Whole-Body Constrained Learning for Legged Locomotion via Hierarchical Optimization

TL;DR

This paper introduces a hierarchical optimization-based reinforcement learning framework for legged robots that incorporates constraints to enhance safety and robustness in complex, real-world environments.

Contribution

It presents a novel constrained RL approach with hierarchical optimization that improves safety and transferability for legged locomotion tasks.

Findings

Successfully deployed on a hexapod robot in outdoor environments

Demonstrated improved safety with reduced joint collisions and slippage

Enhanced robustness in complex terrains like snow and stairs

Abstract

Reinforcement learning (RL) has demonstrated impressive performance in legged locomotion over various challenging environments.
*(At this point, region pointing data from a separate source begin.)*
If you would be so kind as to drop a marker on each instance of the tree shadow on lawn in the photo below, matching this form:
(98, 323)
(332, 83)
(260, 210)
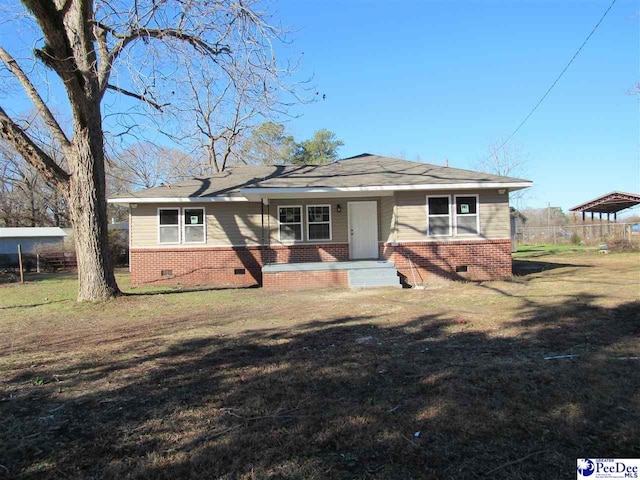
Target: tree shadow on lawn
(346, 398)
(522, 267)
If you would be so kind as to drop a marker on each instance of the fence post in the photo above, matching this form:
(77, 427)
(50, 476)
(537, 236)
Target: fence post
(20, 263)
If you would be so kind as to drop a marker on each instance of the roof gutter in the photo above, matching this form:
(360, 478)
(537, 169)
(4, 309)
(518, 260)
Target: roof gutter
(129, 200)
(265, 192)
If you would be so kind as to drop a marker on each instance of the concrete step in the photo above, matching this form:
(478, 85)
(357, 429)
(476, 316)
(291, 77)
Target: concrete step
(374, 277)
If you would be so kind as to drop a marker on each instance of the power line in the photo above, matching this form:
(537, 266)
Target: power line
(557, 78)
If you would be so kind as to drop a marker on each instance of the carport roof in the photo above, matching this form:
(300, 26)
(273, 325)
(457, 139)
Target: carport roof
(610, 203)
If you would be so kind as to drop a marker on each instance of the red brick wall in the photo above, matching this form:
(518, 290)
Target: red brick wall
(484, 259)
(216, 265)
(302, 280)
(335, 252)
(197, 266)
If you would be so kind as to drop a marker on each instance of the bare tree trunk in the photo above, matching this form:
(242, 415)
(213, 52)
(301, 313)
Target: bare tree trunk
(88, 210)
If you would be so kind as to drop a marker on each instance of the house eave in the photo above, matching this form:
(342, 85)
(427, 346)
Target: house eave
(130, 200)
(257, 193)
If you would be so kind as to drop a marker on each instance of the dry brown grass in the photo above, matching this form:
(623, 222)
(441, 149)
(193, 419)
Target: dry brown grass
(329, 384)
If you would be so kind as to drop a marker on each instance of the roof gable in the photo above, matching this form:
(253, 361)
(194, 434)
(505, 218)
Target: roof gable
(365, 171)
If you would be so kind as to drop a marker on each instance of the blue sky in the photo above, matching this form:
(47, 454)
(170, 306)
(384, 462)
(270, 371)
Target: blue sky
(443, 79)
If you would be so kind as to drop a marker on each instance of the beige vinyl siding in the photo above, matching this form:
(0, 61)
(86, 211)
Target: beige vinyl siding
(233, 223)
(387, 219)
(494, 215)
(412, 214)
(339, 221)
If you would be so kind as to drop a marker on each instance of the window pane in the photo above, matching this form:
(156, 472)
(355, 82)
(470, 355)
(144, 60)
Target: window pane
(193, 216)
(467, 224)
(194, 234)
(169, 234)
(466, 205)
(290, 214)
(290, 232)
(319, 214)
(319, 231)
(439, 206)
(169, 217)
(439, 226)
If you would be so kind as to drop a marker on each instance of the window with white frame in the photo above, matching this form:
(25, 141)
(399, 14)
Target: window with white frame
(467, 215)
(290, 223)
(439, 215)
(193, 225)
(169, 225)
(319, 222)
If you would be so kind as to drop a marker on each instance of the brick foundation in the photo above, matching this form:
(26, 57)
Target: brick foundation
(242, 266)
(484, 259)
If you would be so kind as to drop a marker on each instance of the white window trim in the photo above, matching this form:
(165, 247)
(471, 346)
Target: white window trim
(450, 215)
(309, 222)
(169, 226)
(477, 215)
(184, 226)
(301, 223)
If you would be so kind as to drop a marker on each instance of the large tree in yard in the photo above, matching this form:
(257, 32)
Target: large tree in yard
(89, 49)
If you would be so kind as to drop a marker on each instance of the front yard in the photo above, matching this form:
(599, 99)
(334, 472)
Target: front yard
(455, 381)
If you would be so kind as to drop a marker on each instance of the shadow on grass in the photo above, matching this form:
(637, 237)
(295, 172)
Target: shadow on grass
(521, 267)
(33, 305)
(343, 398)
(173, 290)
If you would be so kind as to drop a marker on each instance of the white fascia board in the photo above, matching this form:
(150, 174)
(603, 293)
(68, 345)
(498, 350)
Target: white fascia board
(129, 200)
(385, 188)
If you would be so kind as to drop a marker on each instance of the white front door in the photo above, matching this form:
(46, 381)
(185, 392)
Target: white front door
(363, 230)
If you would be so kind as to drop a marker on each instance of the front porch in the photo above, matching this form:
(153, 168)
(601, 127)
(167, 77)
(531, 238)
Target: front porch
(354, 274)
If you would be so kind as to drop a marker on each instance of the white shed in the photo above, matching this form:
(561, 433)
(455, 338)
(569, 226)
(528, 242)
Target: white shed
(28, 238)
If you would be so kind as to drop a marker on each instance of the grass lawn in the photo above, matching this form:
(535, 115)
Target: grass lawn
(450, 382)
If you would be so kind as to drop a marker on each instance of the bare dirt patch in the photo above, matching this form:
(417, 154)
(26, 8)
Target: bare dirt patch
(445, 383)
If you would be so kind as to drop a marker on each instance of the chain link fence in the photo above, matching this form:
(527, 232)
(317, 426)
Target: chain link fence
(587, 234)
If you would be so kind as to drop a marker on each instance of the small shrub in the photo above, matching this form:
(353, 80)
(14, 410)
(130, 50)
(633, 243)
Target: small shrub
(575, 239)
(622, 245)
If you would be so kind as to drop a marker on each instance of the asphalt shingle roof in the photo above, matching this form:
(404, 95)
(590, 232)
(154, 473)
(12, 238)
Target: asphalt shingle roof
(361, 171)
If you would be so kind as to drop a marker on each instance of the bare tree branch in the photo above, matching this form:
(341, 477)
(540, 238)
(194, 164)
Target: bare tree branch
(47, 167)
(35, 97)
(155, 105)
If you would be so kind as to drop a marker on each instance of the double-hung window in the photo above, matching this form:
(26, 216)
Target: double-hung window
(290, 223)
(439, 216)
(181, 225)
(467, 215)
(169, 225)
(193, 225)
(319, 222)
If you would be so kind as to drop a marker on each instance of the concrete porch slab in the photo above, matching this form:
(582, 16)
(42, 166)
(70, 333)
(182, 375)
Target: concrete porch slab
(322, 266)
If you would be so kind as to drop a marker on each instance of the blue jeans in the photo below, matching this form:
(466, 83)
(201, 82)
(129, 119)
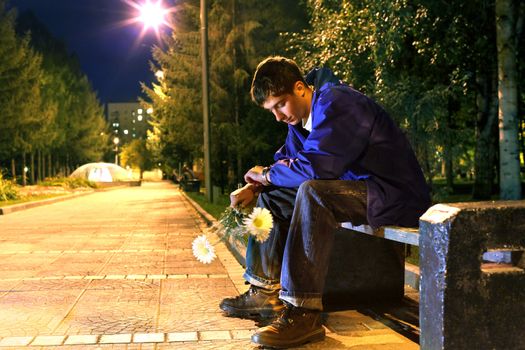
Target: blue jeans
(295, 257)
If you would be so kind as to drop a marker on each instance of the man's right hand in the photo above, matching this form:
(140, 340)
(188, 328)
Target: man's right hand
(243, 196)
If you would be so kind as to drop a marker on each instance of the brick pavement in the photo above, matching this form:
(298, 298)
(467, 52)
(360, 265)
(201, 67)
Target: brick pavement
(114, 270)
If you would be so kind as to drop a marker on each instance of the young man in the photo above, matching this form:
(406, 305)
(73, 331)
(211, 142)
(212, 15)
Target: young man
(344, 159)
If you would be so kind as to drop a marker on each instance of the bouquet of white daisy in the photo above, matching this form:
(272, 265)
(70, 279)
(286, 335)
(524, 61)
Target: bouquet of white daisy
(236, 223)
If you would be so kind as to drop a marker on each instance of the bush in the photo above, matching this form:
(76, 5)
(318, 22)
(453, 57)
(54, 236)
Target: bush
(8, 189)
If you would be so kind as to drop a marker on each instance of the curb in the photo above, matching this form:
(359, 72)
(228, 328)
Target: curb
(28, 205)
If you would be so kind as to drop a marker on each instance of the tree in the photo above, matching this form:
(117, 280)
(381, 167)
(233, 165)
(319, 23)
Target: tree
(136, 154)
(507, 28)
(20, 73)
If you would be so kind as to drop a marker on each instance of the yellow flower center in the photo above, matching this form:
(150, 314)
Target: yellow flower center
(258, 222)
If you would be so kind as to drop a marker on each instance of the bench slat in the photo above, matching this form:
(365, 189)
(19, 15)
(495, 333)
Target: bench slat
(393, 233)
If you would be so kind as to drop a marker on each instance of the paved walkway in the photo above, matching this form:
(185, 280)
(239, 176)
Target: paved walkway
(114, 270)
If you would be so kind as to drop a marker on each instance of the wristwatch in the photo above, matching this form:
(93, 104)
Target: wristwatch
(265, 172)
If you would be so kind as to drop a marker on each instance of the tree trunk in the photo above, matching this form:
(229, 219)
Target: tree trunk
(236, 100)
(506, 19)
(487, 104)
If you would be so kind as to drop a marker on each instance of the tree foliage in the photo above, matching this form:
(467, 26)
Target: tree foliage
(50, 108)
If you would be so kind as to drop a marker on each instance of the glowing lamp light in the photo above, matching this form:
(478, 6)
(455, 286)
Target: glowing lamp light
(152, 14)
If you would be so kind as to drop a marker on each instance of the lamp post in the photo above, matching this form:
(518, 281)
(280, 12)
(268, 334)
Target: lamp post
(205, 99)
(152, 15)
(116, 142)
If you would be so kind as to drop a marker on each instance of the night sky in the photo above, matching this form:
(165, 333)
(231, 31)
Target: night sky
(112, 54)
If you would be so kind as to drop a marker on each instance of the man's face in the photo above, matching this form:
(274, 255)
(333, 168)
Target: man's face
(290, 108)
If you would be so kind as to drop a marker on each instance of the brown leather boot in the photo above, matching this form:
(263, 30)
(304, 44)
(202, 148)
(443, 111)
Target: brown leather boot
(294, 327)
(255, 302)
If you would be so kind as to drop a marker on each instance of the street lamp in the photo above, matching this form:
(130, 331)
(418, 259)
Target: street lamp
(152, 15)
(116, 142)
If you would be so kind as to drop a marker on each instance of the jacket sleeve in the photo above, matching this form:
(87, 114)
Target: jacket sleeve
(342, 122)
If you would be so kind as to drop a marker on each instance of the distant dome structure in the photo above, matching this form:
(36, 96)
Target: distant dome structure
(101, 172)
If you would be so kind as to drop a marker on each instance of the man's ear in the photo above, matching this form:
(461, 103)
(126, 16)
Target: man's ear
(299, 88)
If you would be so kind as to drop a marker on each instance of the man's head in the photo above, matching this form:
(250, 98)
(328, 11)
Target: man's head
(279, 87)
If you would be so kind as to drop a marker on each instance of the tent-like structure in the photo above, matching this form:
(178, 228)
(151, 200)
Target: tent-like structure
(102, 172)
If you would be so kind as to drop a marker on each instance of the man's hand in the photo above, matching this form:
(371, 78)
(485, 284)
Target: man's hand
(243, 196)
(255, 176)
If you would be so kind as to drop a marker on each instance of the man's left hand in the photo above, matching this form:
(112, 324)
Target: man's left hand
(255, 176)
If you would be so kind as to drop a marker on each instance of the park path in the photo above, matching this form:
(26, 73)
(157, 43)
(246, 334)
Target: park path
(115, 270)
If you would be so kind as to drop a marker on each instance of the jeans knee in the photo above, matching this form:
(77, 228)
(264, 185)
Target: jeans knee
(310, 186)
(309, 189)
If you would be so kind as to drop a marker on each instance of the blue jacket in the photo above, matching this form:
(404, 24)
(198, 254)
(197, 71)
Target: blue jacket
(353, 138)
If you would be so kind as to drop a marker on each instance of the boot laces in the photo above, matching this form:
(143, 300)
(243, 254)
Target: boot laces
(285, 319)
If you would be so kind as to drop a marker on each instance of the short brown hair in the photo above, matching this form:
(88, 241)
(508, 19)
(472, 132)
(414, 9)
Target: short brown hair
(274, 76)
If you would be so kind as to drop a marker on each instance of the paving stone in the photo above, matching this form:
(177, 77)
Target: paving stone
(183, 336)
(143, 232)
(15, 341)
(115, 338)
(148, 337)
(81, 339)
(242, 333)
(214, 335)
(48, 340)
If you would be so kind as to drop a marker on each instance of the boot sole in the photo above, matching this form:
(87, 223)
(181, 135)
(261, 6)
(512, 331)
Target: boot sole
(316, 336)
(232, 312)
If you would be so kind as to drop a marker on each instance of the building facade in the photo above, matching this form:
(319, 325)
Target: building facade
(128, 121)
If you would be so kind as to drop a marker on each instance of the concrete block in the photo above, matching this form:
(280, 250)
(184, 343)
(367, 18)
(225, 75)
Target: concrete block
(463, 305)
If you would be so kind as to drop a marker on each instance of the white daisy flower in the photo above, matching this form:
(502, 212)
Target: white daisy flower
(203, 250)
(259, 223)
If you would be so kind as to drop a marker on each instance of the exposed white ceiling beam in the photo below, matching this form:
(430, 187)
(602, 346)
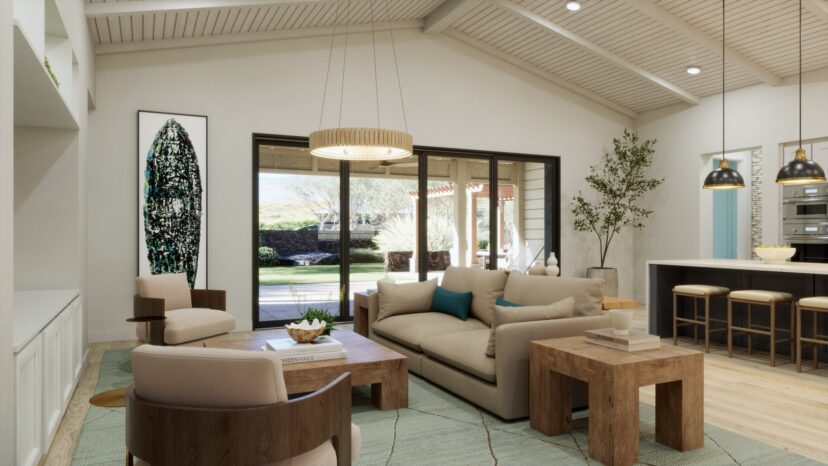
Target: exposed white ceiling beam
(168, 6)
(818, 7)
(187, 42)
(651, 9)
(596, 50)
(447, 13)
(539, 72)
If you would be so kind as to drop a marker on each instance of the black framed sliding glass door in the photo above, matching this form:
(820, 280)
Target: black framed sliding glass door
(324, 229)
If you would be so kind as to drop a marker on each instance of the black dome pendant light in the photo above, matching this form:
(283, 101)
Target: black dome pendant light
(800, 170)
(723, 177)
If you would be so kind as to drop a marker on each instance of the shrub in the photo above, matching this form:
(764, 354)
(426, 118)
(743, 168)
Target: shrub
(268, 257)
(366, 256)
(322, 315)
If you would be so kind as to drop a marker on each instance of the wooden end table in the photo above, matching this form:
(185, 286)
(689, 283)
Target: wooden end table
(612, 302)
(368, 362)
(614, 377)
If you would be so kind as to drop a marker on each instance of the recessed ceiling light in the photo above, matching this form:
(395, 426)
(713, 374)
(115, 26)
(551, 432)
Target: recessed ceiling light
(573, 5)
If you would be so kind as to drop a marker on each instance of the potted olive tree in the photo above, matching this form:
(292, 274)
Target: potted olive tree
(619, 183)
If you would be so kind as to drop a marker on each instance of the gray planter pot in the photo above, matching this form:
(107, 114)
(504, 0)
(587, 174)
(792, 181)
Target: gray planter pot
(610, 277)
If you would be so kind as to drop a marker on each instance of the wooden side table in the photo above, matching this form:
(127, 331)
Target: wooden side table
(361, 300)
(614, 377)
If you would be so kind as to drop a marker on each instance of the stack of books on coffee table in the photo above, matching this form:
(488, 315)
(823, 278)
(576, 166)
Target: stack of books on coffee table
(635, 341)
(323, 348)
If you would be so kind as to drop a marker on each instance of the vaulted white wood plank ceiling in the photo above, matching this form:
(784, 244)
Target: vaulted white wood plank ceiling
(628, 55)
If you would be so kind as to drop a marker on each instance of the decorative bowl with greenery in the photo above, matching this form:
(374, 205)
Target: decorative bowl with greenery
(323, 316)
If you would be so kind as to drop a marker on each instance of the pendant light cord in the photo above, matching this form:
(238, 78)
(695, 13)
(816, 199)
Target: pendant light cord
(396, 66)
(724, 157)
(328, 71)
(800, 74)
(374, 56)
(344, 61)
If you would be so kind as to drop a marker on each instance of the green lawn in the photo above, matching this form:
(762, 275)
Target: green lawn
(315, 274)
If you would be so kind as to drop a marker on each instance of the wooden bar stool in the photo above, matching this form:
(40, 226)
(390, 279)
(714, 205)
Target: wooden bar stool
(760, 298)
(697, 292)
(816, 305)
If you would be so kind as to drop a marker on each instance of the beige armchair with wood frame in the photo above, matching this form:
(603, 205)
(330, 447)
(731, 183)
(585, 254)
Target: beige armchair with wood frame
(211, 406)
(184, 315)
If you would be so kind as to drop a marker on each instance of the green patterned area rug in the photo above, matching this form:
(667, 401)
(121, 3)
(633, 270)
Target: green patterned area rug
(441, 429)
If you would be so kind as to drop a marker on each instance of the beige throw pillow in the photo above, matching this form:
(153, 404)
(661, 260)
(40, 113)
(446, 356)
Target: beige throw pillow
(488, 285)
(508, 314)
(405, 298)
(535, 290)
(485, 285)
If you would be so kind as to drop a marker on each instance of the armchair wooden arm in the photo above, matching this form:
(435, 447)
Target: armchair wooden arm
(164, 434)
(211, 299)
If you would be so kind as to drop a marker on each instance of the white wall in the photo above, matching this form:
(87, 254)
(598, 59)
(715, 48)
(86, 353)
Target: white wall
(757, 116)
(6, 235)
(455, 96)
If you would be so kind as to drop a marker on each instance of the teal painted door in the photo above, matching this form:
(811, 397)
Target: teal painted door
(725, 217)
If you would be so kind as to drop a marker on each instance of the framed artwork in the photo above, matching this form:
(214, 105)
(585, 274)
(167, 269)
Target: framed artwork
(172, 195)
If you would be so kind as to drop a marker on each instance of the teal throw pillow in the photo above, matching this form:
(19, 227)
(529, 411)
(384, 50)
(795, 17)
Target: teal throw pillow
(502, 302)
(452, 302)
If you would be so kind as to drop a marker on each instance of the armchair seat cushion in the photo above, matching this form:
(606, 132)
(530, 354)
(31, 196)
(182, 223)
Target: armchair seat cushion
(412, 329)
(323, 455)
(464, 351)
(183, 325)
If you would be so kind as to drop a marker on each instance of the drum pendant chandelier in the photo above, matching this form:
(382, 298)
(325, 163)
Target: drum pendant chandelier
(800, 170)
(357, 144)
(723, 177)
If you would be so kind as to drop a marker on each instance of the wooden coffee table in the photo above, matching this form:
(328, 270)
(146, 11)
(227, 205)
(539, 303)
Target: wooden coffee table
(614, 377)
(368, 362)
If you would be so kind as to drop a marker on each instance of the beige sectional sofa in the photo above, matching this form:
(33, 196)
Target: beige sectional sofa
(451, 352)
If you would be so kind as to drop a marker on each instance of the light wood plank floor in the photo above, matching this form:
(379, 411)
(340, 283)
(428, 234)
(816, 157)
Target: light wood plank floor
(743, 394)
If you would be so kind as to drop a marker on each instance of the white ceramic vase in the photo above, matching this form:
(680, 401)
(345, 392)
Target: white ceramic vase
(537, 268)
(621, 320)
(552, 268)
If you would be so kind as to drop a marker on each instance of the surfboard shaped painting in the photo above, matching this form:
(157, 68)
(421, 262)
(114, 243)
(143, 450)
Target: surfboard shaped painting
(172, 203)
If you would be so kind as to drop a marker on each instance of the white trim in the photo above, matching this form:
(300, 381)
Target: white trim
(596, 50)
(187, 42)
(539, 72)
(148, 7)
(447, 13)
(675, 24)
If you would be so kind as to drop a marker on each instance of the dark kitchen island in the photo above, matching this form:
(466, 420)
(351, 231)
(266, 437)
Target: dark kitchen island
(798, 278)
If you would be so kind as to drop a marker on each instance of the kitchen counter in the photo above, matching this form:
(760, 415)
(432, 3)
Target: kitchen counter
(802, 279)
(736, 264)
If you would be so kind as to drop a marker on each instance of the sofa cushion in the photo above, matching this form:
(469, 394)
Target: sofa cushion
(535, 290)
(453, 303)
(464, 351)
(412, 329)
(485, 285)
(183, 325)
(405, 298)
(509, 314)
(171, 287)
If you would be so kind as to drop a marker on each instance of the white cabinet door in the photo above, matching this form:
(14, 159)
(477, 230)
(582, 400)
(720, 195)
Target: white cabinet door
(52, 388)
(77, 310)
(27, 413)
(67, 355)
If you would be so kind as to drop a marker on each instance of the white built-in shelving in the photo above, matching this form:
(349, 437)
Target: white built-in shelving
(40, 34)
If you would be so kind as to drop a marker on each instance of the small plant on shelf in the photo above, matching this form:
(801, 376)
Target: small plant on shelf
(51, 73)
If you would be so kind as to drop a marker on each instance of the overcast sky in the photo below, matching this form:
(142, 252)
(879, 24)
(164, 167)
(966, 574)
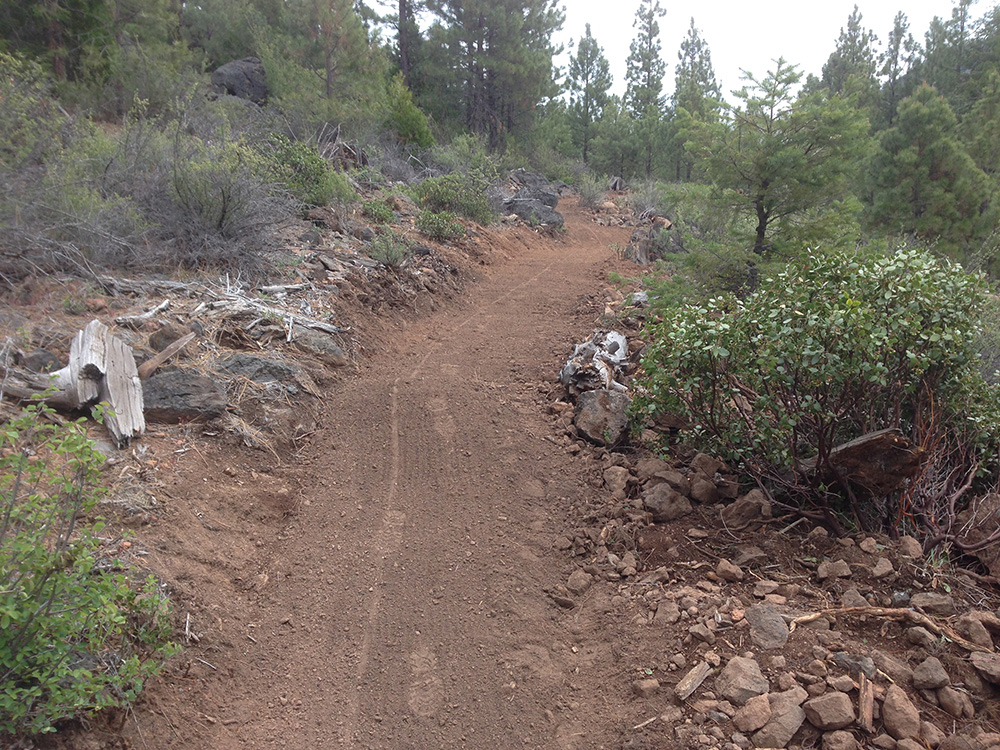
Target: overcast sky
(744, 35)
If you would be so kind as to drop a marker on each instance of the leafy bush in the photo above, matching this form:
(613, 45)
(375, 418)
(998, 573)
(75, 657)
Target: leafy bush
(390, 249)
(79, 630)
(301, 169)
(459, 193)
(826, 352)
(378, 211)
(440, 226)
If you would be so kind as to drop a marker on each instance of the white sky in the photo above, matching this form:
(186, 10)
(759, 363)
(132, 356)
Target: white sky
(743, 34)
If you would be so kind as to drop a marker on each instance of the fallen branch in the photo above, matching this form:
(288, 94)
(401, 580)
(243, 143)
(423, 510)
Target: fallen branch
(889, 613)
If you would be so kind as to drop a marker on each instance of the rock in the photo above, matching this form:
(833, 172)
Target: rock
(900, 716)
(830, 711)
(579, 581)
(174, 396)
(728, 572)
(933, 603)
(786, 718)
(649, 467)
(704, 491)
(910, 547)
(602, 416)
(320, 345)
(930, 674)
(755, 713)
(748, 509)
(665, 503)
(838, 569)
(987, 665)
(646, 688)
(853, 598)
(706, 465)
(930, 734)
(972, 628)
(920, 636)
(244, 78)
(840, 740)
(767, 627)
(740, 680)
(667, 613)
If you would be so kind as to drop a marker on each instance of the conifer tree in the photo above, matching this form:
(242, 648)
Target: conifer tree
(589, 81)
(644, 79)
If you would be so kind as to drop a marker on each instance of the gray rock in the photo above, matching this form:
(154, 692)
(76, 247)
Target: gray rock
(665, 503)
(934, 603)
(174, 396)
(837, 569)
(754, 714)
(987, 665)
(579, 581)
(910, 547)
(830, 711)
(728, 572)
(740, 680)
(767, 627)
(667, 613)
(930, 674)
(602, 416)
(321, 346)
(244, 79)
(920, 636)
(883, 568)
(746, 510)
(786, 718)
(840, 740)
(900, 716)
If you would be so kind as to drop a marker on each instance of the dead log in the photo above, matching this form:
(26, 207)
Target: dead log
(101, 368)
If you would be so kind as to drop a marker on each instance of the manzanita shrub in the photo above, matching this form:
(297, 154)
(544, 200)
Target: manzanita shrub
(833, 349)
(79, 630)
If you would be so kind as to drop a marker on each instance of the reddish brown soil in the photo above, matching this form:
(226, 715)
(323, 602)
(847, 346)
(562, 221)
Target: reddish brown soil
(385, 588)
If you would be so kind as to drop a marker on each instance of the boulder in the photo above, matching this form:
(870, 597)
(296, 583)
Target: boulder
(665, 503)
(174, 396)
(602, 416)
(244, 78)
(740, 680)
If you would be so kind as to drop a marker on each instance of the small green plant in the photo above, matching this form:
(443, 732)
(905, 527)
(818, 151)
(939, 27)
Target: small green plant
(79, 629)
(389, 248)
(378, 211)
(459, 193)
(440, 225)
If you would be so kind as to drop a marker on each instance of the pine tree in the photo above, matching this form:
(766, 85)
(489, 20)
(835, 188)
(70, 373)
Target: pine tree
(589, 81)
(923, 180)
(786, 162)
(696, 94)
(644, 80)
(896, 60)
(500, 54)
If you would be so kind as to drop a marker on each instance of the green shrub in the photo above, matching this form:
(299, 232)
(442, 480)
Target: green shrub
(390, 249)
(79, 629)
(459, 193)
(440, 225)
(828, 351)
(378, 211)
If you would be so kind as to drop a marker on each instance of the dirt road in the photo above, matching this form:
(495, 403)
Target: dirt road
(404, 604)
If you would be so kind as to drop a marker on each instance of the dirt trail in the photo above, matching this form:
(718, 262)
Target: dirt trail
(403, 607)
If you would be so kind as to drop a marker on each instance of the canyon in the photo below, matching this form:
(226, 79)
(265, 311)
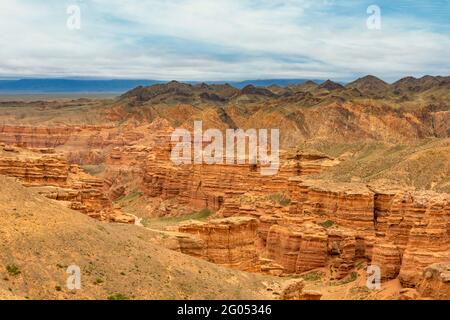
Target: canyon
(363, 179)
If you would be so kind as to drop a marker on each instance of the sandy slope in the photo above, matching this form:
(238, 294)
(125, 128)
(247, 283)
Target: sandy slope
(41, 238)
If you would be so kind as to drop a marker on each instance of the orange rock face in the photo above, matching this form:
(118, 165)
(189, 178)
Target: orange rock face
(229, 242)
(50, 175)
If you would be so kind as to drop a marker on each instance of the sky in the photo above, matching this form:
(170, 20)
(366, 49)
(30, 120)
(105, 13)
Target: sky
(224, 39)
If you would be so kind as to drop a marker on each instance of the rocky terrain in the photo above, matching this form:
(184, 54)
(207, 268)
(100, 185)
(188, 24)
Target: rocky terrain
(363, 180)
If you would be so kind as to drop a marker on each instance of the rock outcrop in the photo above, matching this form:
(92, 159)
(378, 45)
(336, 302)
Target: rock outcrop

However, due to the sim-to-real gap and lack of explainability, unconstrained RL policies deployed in the real world still suffer from inevitable safety issues, such as joint collisions, excessive torque, or foot slippage in low-friction environments. These problems limit its usage in missions with strict safety requirements, such as planetary exploration, nuclear facility inspection, and deep-sea operations. In this paper, we design a hierarchical optimization-based whole-body follower, which integrates both hard and soft constraints into RL framework to make the robot move with better safety guarantees. Leveraging the advantages of model-based control, our approach allows for the definition of various types of hard and soft constraints during training or deployment, which allows for policy fine-tuning and mitigates the challenges of sim-to-real transfer. Meanwhile, it preserves the robustness of RL when dealing with locomotion in complex unstructured environments. The trained policy with introduced constraints was deployed in a hexapod robot and tested in various outdoor environments, including snow-covered slopes and stairs, demonstrating the great traversability and safety of our approach.